The trip to Andros Island the day before had given me a greater appreciation of my home island, of the ease with which we moved through the endless days in the sunshine, of the rhythms that pushed us along like the current of a great river, never ceasing, never slowing, never depriving us of the essentials that graced our lives in such abundance.
When we’d finished our pity party at Tiny’s the day before, I went home and called J.D. “You like boats?” I asked.
“Love ’em. My dad always had a boat and I spent a lot of time on them. Why?”
“I was wondering if you’d like to join me on
Recess
tomorrow for a run down to Venice for lunch.”
“Love to. What time?’
We’d agreed to meet at my house at ten o’clock. I’d put a cooler onboard filled with beer and white wine, some crackers and cheese. She showed up right on time, and we loosed the lines and shoved off.
I cleared the bridge and was passing the sign indicating the end of the no-wake zone. A party fishing boat out of Cortez was behind me and I knew the captain would be anxious to pour on the juice and get to the fishing grounds before his anglers got restless. I eased the throttles forward and the big Yamahas began to purr, the sound rising as the bow came up and then over to settle onto its cruising plane.
I followed the markers through the shoals that hugged the channel and broke clear at the sea buoy.

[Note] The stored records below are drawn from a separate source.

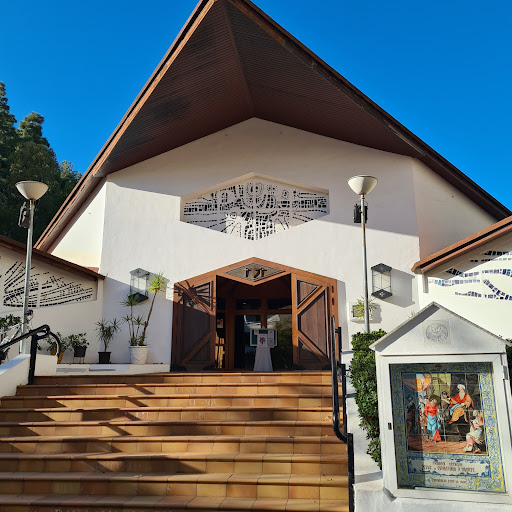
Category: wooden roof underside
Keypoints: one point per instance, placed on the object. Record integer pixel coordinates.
(231, 62)
(464, 246)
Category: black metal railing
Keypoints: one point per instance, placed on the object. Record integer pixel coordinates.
(339, 375)
(35, 334)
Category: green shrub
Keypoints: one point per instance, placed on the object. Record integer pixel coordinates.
(363, 376)
(509, 361)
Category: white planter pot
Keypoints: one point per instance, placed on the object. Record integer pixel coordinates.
(138, 355)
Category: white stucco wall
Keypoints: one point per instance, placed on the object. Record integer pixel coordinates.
(82, 240)
(444, 214)
(491, 313)
(142, 226)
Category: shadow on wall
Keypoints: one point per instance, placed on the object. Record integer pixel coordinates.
(402, 284)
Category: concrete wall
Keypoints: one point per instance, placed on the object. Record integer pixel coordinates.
(68, 303)
(142, 226)
(82, 240)
(444, 215)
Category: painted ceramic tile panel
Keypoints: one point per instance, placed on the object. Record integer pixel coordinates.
(445, 424)
(487, 276)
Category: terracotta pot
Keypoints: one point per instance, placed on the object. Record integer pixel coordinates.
(138, 354)
(79, 351)
(104, 357)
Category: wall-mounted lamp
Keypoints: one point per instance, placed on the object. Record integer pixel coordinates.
(381, 281)
(139, 284)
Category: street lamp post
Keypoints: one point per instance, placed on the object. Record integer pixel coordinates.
(363, 185)
(32, 191)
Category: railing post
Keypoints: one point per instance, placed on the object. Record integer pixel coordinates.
(343, 436)
(33, 355)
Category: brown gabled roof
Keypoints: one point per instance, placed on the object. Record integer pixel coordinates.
(49, 259)
(232, 62)
(468, 244)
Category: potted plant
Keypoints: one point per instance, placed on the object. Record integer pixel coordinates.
(106, 331)
(138, 325)
(78, 342)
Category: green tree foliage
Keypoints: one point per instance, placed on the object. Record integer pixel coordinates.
(363, 376)
(25, 154)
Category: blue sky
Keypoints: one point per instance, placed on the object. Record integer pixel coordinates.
(443, 69)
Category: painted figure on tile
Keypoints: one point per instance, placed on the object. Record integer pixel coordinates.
(459, 403)
(475, 439)
(410, 415)
(432, 418)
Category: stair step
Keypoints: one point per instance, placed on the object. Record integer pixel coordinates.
(183, 400)
(221, 413)
(226, 485)
(166, 444)
(166, 428)
(177, 462)
(172, 442)
(240, 388)
(196, 377)
(63, 503)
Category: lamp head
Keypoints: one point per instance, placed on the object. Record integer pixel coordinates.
(362, 185)
(31, 190)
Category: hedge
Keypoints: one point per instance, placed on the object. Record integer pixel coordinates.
(363, 376)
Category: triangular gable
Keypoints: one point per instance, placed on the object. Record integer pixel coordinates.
(232, 62)
(437, 330)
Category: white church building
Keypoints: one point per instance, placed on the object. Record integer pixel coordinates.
(229, 173)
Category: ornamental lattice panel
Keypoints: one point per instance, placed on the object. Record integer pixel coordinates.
(255, 208)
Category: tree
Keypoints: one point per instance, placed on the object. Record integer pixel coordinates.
(25, 154)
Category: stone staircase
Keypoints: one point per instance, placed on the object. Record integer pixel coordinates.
(191, 441)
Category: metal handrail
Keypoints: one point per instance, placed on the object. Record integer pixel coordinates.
(339, 373)
(36, 334)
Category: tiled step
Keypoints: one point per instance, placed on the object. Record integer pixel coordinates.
(177, 462)
(166, 428)
(223, 388)
(172, 442)
(220, 413)
(226, 485)
(194, 378)
(184, 400)
(199, 444)
(98, 503)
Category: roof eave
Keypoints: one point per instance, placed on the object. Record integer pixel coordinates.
(464, 246)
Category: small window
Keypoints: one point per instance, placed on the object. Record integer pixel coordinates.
(279, 304)
(247, 304)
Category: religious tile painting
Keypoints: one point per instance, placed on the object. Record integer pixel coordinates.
(255, 208)
(445, 427)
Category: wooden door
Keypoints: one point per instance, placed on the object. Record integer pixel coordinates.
(313, 301)
(194, 323)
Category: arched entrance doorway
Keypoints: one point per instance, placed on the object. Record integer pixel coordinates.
(214, 312)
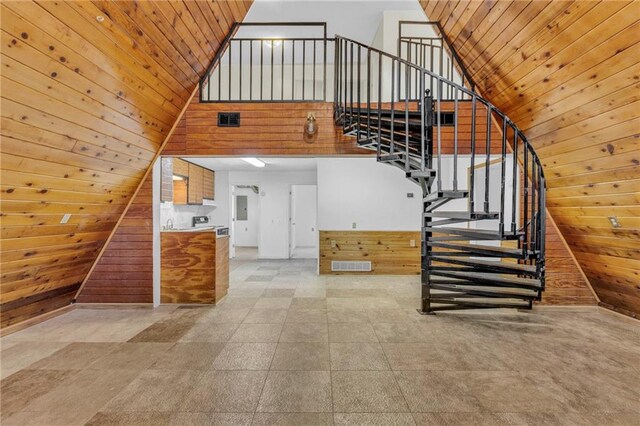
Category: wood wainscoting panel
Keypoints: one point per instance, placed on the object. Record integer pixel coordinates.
(187, 267)
(390, 252)
(567, 73)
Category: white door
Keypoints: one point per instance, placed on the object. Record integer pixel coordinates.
(304, 231)
(232, 228)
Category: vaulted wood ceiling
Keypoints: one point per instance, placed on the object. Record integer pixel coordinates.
(567, 72)
(90, 89)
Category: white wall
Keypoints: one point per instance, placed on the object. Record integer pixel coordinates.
(367, 193)
(374, 195)
(247, 230)
(273, 235)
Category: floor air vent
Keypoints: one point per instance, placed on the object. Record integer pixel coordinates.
(350, 266)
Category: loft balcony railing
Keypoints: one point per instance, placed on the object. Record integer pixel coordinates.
(423, 43)
(271, 68)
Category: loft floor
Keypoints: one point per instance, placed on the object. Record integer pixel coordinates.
(290, 347)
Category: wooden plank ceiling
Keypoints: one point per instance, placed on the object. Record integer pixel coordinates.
(90, 89)
(567, 72)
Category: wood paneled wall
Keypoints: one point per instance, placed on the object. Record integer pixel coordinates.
(266, 129)
(85, 105)
(277, 129)
(390, 252)
(124, 272)
(567, 72)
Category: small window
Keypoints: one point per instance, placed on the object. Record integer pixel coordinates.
(228, 119)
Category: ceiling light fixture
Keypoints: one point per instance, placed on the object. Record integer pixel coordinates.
(254, 162)
(310, 128)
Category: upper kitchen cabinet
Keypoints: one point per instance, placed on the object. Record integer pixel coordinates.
(185, 183)
(196, 184)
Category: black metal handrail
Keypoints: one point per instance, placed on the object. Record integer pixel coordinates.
(366, 76)
(424, 51)
(268, 69)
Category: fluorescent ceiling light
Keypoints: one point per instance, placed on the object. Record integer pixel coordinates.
(254, 162)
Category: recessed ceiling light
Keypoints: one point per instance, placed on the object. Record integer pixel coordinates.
(254, 162)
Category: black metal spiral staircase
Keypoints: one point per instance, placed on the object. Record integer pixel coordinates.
(483, 239)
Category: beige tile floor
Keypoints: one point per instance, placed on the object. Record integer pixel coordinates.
(290, 348)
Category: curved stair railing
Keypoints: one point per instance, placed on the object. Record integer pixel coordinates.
(483, 230)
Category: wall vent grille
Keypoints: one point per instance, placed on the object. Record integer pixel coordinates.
(350, 266)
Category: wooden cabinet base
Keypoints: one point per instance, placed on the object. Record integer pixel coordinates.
(194, 267)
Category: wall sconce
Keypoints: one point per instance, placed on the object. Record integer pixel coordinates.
(310, 128)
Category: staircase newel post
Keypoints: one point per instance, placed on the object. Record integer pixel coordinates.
(427, 155)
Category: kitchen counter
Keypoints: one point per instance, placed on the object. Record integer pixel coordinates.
(194, 266)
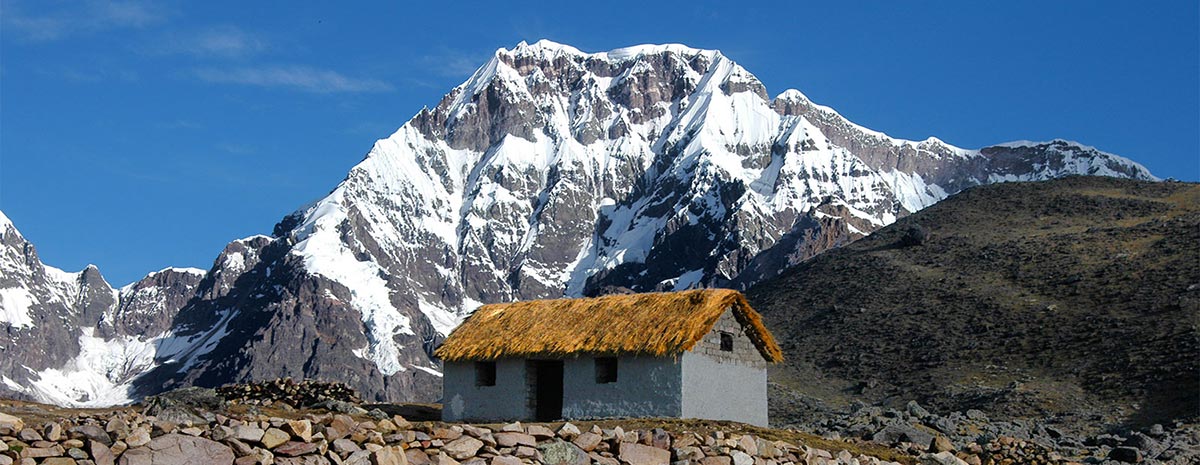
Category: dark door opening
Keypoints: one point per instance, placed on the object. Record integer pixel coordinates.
(546, 386)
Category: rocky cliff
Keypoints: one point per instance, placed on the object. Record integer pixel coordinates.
(551, 171)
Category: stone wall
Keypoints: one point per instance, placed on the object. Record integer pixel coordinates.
(725, 385)
(333, 439)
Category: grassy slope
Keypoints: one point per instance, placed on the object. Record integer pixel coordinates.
(1065, 299)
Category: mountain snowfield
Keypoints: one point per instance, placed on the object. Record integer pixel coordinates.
(549, 173)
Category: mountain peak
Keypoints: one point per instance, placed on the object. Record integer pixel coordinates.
(546, 47)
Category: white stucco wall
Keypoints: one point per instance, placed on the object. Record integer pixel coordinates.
(462, 400)
(719, 385)
(645, 387)
(705, 382)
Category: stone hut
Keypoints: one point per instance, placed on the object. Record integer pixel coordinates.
(697, 354)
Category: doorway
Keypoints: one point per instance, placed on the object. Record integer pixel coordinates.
(546, 388)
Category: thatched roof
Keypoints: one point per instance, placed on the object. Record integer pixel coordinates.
(658, 324)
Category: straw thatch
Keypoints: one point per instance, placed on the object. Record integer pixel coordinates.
(659, 324)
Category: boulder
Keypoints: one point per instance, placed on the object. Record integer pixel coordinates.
(508, 439)
(275, 438)
(559, 452)
(303, 460)
(539, 432)
(138, 438)
(52, 432)
(93, 433)
(179, 450)
(941, 444)
(295, 448)
(639, 454)
(570, 432)
(504, 460)
(941, 458)
(588, 441)
(742, 458)
(300, 429)
(1126, 453)
(389, 456)
(187, 405)
(100, 453)
(462, 448)
(11, 422)
(901, 433)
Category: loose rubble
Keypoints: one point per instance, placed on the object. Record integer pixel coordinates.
(973, 439)
(325, 438)
(196, 426)
(295, 393)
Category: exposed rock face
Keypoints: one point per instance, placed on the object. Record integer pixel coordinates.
(1084, 285)
(550, 173)
(59, 331)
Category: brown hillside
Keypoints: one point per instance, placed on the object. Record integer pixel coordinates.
(1077, 299)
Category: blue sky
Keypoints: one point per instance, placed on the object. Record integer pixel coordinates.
(143, 134)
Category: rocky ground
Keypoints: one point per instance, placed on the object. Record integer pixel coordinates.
(1074, 300)
(267, 423)
(916, 430)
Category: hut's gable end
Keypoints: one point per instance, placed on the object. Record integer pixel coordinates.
(743, 349)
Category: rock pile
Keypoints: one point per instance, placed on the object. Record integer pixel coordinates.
(977, 440)
(297, 394)
(132, 438)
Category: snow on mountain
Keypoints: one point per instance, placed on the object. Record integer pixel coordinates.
(73, 339)
(550, 171)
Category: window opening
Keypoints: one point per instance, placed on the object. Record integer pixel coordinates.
(485, 373)
(606, 370)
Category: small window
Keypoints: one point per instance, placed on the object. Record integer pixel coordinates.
(606, 370)
(485, 373)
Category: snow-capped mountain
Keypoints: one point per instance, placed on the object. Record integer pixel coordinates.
(551, 171)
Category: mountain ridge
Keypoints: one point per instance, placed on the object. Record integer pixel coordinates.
(552, 171)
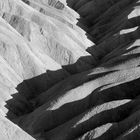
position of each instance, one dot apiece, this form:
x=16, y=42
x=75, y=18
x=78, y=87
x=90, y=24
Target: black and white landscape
x=69, y=69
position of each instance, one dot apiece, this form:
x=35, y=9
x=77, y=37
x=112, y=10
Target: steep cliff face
x=69, y=69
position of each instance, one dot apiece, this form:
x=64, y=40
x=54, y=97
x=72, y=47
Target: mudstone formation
x=69, y=70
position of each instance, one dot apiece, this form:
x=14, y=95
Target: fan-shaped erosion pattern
x=69, y=69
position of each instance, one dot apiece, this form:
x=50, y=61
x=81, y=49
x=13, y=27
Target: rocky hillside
x=70, y=69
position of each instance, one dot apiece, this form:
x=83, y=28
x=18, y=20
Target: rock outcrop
x=69, y=70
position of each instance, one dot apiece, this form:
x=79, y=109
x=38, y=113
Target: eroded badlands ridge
x=62, y=78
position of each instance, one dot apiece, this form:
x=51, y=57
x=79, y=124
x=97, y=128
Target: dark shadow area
x=107, y=54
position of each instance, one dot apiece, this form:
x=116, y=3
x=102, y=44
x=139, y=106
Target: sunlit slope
x=55, y=83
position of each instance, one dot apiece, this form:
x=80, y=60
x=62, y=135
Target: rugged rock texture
x=69, y=70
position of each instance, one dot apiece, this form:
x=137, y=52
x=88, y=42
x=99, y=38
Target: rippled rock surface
x=69, y=69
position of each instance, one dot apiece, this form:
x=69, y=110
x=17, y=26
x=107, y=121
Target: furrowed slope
x=55, y=83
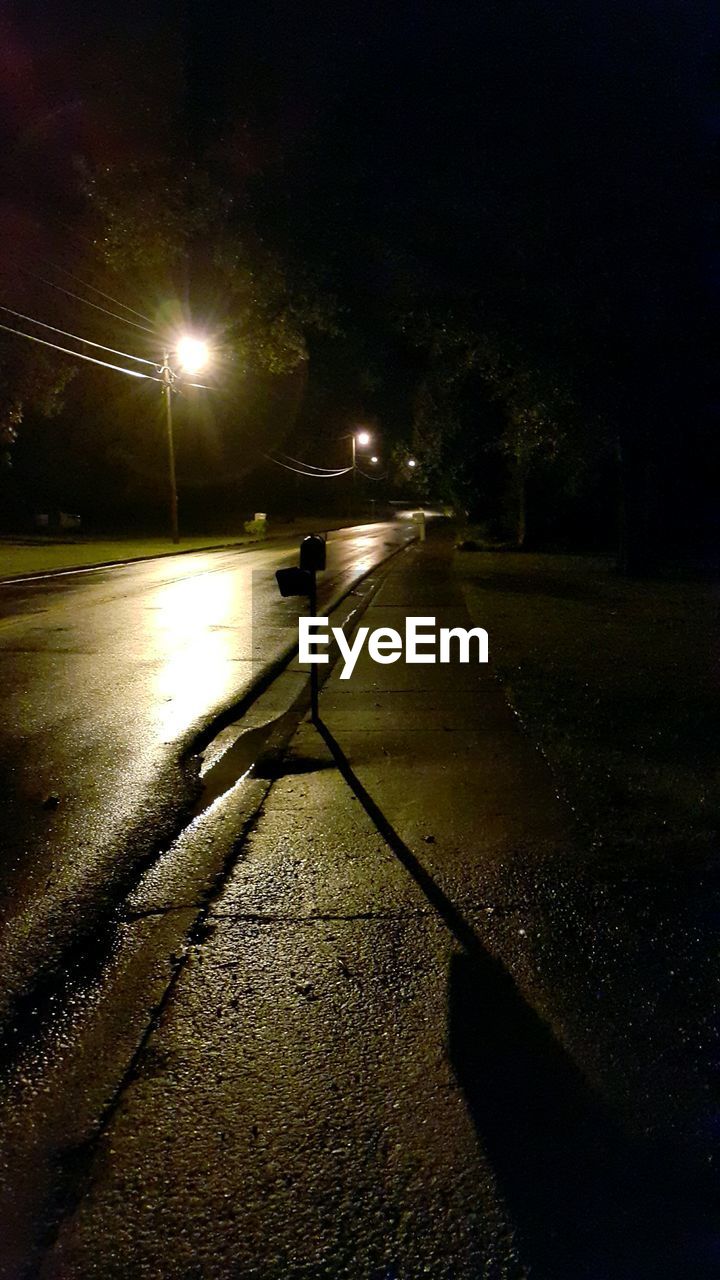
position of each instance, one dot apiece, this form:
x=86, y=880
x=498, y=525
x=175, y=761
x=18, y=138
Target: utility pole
x=173, y=488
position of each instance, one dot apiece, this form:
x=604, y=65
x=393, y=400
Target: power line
x=87, y=302
x=78, y=355
x=95, y=289
x=313, y=475
x=65, y=333
x=310, y=465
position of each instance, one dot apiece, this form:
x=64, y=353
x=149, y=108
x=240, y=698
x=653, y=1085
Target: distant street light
x=192, y=355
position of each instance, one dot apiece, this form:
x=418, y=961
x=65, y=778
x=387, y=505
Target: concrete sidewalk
x=367, y=1068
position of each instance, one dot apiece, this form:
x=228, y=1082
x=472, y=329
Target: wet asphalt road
x=108, y=679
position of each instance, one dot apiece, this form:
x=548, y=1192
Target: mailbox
x=313, y=553
x=294, y=581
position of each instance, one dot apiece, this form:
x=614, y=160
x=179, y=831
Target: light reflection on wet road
x=108, y=676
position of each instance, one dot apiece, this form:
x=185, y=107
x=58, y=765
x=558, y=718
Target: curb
x=251, y=544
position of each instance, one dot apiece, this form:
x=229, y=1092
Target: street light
x=191, y=355
x=358, y=438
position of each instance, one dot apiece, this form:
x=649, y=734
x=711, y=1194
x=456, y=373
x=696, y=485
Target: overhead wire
x=309, y=465
x=87, y=302
x=87, y=342
x=95, y=289
x=313, y=475
x=78, y=355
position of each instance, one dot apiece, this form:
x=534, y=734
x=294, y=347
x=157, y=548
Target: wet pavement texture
x=415, y=1033
x=108, y=679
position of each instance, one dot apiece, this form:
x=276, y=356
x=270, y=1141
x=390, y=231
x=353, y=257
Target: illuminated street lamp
x=191, y=355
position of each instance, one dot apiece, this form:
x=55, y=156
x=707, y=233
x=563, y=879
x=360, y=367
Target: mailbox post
x=304, y=581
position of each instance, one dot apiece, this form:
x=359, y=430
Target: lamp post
x=358, y=438
x=192, y=356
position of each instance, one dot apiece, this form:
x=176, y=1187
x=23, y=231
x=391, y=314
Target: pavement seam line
x=194, y=938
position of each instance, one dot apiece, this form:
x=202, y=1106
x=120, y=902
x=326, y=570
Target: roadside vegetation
x=616, y=681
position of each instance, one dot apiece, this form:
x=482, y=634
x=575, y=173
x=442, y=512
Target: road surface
x=108, y=679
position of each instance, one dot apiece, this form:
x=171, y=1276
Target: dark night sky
x=554, y=158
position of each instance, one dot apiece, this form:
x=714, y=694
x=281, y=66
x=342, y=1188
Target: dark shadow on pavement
x=588, y=1201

I turned southwest angling seaward, planning to run south to Venice while staying about a mile offshore. I wanted to be far enough out in the Gulf that I didn’t have to worry about the shoals that had crept out from New Pass and Big Sarasota Pass.
The water was dotted with boats, some sitting stationary while those aboard fished, some moving at slow speed, lines out, trolling for their catch, a few go-fast boats running flat-out, their unmuffled engines roaring. To the north of us a boat towing a parachute from which a tourist dangled turned slowly in wide circles. A sailboat far out on the horizon beat slowly north. The sea around us was flat, not a ripple on the surface, a perfect day to set the autopilot, put my feet on the dash, and let the boat take us toward the Venice Inlet.
In less than an hour, I began to angle shoreward, heading to the pass that would take us back inside the barrier islands. The inlet at Venice is bordered by two rock jetties jutting several hundred yards into the open Gulf. Walkways ran along the top of the jetties and people were fishing from them. I slowed as we entered the jetty area, coming off plane, the boat settling in the water. I idled just inside the pass and used my radio to hail the dockmaster at the Crow’s Nest Restaurant. He gave me a slip assignment and I backed
Recess
into it. J.D. handled the lines like a pro. I cut the engines, helped her off the boat, and we walked across the parking lot and upstairs to the dining room.